Lane v. Texas
Court of Appeals of Texas
991 S.W.2d 904 (1999)
James Lane (defendant) and three of his friends, Patricia R., Kris Shank, and Anna Eason, participated in the robbery of 71-year-old Hillard Doss at Doss’s house in Texas. The robbery was Lane’s idea. Lane told his friends that Doss was known to carry large amounts of cash, and all three friends agreed to Lane’s plan to commit the robbery. Lane drove his friends to Doss’s home. After arriving, Lane and Patricia stayed in the car, while Shank and Eason left to carry out the robbery. Shank and Eason returned to the car without having robbed Doss, but Lane encouraged them to go through with the robbery. Shank and Eason went back to Doss’s house, committed the robbery, and fled the scene with Lane and Patricia. Afterward, Lane, Shank, and Eason divided up the money they had stolen from Doss. Lane was arrested for aggravated robbery of an elderly person. At Lane’s trial, testimony from Patricia, Shank, and Eason was introduced against Lane. Under Texas law, a criminal defendant could not be convicted if the only evidence against him was uncorroborated accomplice testimony.

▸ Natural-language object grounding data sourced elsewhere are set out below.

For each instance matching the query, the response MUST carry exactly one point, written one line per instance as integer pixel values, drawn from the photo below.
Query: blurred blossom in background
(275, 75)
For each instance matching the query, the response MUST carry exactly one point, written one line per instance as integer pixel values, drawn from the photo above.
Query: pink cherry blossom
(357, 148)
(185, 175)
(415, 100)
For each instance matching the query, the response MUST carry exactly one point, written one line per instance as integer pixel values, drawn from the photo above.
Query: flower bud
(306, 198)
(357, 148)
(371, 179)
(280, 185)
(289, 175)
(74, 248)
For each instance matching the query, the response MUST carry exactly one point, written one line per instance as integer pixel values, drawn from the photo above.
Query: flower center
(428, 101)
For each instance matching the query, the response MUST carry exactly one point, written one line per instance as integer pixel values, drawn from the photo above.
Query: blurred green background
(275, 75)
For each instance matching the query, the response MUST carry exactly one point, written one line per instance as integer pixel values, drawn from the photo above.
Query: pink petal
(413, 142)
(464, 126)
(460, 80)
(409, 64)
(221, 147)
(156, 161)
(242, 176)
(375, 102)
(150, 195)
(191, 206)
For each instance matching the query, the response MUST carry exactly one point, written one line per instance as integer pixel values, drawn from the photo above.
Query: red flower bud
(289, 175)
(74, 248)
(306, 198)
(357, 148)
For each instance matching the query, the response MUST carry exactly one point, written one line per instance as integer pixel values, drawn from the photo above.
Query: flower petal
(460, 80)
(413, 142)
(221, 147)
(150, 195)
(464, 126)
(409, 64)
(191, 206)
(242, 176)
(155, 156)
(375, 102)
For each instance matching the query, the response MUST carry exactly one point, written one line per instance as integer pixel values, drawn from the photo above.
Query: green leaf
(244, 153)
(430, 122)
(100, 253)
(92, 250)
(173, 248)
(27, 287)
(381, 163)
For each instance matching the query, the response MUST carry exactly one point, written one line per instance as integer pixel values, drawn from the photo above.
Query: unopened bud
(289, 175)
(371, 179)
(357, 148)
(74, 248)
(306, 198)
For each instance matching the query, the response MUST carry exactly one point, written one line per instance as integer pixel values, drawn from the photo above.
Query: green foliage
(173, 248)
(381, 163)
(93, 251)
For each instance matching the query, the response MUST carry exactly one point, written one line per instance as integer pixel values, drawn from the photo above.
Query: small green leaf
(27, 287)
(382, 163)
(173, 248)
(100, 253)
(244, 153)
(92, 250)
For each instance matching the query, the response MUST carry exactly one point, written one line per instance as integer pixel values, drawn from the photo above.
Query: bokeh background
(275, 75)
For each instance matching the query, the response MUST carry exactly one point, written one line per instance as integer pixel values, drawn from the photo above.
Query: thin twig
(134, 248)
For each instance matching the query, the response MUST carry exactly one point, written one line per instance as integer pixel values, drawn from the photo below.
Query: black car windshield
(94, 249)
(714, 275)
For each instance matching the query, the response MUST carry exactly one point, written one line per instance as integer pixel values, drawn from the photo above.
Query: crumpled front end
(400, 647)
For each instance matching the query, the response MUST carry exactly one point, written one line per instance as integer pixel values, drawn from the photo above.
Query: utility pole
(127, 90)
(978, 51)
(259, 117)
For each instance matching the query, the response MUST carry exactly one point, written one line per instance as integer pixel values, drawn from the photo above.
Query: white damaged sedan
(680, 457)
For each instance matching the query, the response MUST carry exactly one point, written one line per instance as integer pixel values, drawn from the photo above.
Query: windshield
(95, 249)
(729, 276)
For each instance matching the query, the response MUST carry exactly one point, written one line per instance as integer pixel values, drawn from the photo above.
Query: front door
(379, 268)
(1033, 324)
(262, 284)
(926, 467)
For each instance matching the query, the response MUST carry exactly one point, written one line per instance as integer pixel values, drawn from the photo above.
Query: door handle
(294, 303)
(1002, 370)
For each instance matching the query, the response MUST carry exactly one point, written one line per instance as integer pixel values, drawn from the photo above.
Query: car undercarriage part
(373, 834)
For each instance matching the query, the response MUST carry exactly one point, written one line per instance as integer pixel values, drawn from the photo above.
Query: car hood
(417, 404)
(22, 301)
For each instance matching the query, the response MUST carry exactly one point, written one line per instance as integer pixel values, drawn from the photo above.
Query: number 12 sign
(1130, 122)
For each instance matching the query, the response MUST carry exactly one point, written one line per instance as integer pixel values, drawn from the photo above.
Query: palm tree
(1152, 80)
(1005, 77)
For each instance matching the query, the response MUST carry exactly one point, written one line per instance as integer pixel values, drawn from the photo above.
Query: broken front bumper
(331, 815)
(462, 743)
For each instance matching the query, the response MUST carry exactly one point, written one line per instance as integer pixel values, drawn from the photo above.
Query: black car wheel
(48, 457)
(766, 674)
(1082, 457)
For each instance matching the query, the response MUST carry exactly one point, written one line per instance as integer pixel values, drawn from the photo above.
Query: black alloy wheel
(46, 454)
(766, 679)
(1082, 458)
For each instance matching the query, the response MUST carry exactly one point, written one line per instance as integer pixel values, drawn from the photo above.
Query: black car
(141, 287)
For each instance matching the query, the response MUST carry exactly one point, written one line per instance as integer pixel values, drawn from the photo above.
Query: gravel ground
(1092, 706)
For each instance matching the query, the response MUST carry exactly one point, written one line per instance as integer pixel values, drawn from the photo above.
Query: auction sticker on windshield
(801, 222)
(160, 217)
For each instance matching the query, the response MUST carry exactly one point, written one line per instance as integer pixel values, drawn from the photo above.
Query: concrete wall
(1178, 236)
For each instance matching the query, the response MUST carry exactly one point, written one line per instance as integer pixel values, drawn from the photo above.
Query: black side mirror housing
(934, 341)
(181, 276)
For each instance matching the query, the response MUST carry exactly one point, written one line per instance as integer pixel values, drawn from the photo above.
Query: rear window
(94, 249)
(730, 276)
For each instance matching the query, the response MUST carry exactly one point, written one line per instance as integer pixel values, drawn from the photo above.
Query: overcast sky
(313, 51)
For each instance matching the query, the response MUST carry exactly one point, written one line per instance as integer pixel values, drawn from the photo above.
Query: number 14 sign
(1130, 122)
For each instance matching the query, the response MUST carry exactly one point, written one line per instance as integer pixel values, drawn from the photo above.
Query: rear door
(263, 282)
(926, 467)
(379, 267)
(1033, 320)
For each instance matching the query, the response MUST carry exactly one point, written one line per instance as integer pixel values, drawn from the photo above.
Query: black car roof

The trial court instructed the jury that Eason and Shank were accomplices to the crime, but refused to instruct the jury that Patricia was also an accomplice, thereby allowing Patricia’s non-accomplice testimony to corroborate the testimony of Shank and Eason. Lane was convicted. Lane appealed to the Court of Appeals of Texas, arguing that the trial court erred when it refused to instruct the jury that Patricia was an accomplice.